Böylesine; sonucu değiştirmese bile kamuoyunda sürekliliği ve ilkeselliğiyle dikkati çekip kent belleğinin o yazılmamış tarihinde yerini alan bir olayın, nedenleri ortadan kalksa bile, kolay kolay unutulmayacağı ve birileri tarafından da asla unutturulmayacağı bilinmeliydi. Nitekim de öyle oldu. Emek’e gönül verenler tekrar, kaldıkları yerden hareket ederek yeni hukuk savaşını başlatmaya -ya da yerine getirilmesi için- seslerini yükseltmeye başladılar. Sanırım bundan böyle bu sesleri daha gür ve etkileyici bir biçimde duyacak, Emek’in onca zamandır süren talihsizliklerle kuşatılmış serüveninin bitmediğine tanıklık edeceğiz.
HAKLI ÇIKMA TELAŞI
Beyoğlu’ndan sorumlu olan birilerinin, üst katlara taşınan onlara göre eski, bizlere göre ise yapay ve sahte olan yeni Emek’in tanıtımını bir gurur ve de haklılık tablosu tavrı ve üslubuyla tanıtmaya soyunmaları -ya da böylesine bir tanıtıma gereksinim duymaları- sanırım kendilerini haklı çıkarmanın ötesinde, ilerde bu mekana ilişkin yaşanacak sorunların tedirginliğinden gelen bir telaşı anımsatıyordu. Sanki, işte, yıkılmaması için onca gürültü yaptığınız Emek, şimdi eskisinden daha görkemli bir şekilde, aynen burada, der gibiydiler. Ama onlar da çok iyi biliyorlardı ki, bu Emek, artık bizim Emek’imiz değildi. Ve bizim, Emek’imize de hiç, ama hiç benzemiyordu.

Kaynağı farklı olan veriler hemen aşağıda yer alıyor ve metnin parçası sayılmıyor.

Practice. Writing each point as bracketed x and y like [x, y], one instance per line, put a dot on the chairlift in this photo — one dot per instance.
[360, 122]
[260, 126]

Velev ki, -yeni demek istemiyorum- yapay Emek’in fiziksel özellikleri açısından gerçek ya da bizim eski Emek’e benzediğini bir an için farz edelim. Ne değişecek ki? Emek’i, Emek yapan tüm özelliklerinden soyutlayıp onu yalnızca mimari bir yapı olarak görenler için elbette ki hiçbir değişmeyecek, hatta, eski Emek’in havasını solumayıp, o anlatılmaz ve betimlenmez atmosferini yaşamayanlar için belirli bir beğeni de kazanacaktır.
Çünkü bizim; Emek’imiz yalnızca bir binadan ibaret değildi. Onun da ötesinde; içinde onca yaşanmışlıkların, kah kimi zaman meşin koltukların eskimiş, kah sahneyi kaplayan görkemli bordo perdenin kıvrımları arasına kimi zaman bıraktıkları, kimi zaman da sakladıkları birikmiş anılarıyla bir geçmiş zaman müzesi, kimi zaman da yedinci sanat sinemanın ilk ve de nitelikli örnekleriyle eğitildiğimiz bir kültür yuvası, kah, şimdi hiçbiri aramızda olmayan anne ve babamızla gitmeye alışık olduğumuz kucaklayıcı, alışıldık, işletenler ve çalışanların sıcaklığı ile kelimenin tam anlamıyla bizden ve bizim olma algısını yaratmanın üstesinden gelen kendine özgü bir mekandı.
Kısacası eski Emek, bölünmüş bir şehirde paralel hayatların kesiştiği ve giderek kaynaştığı biz sinemaseverlerin kutsalı olan bir yerdi...
Şimdi soruyorum sizlere, bu Emek’i tekrar geri verebilir misiniz bizlere?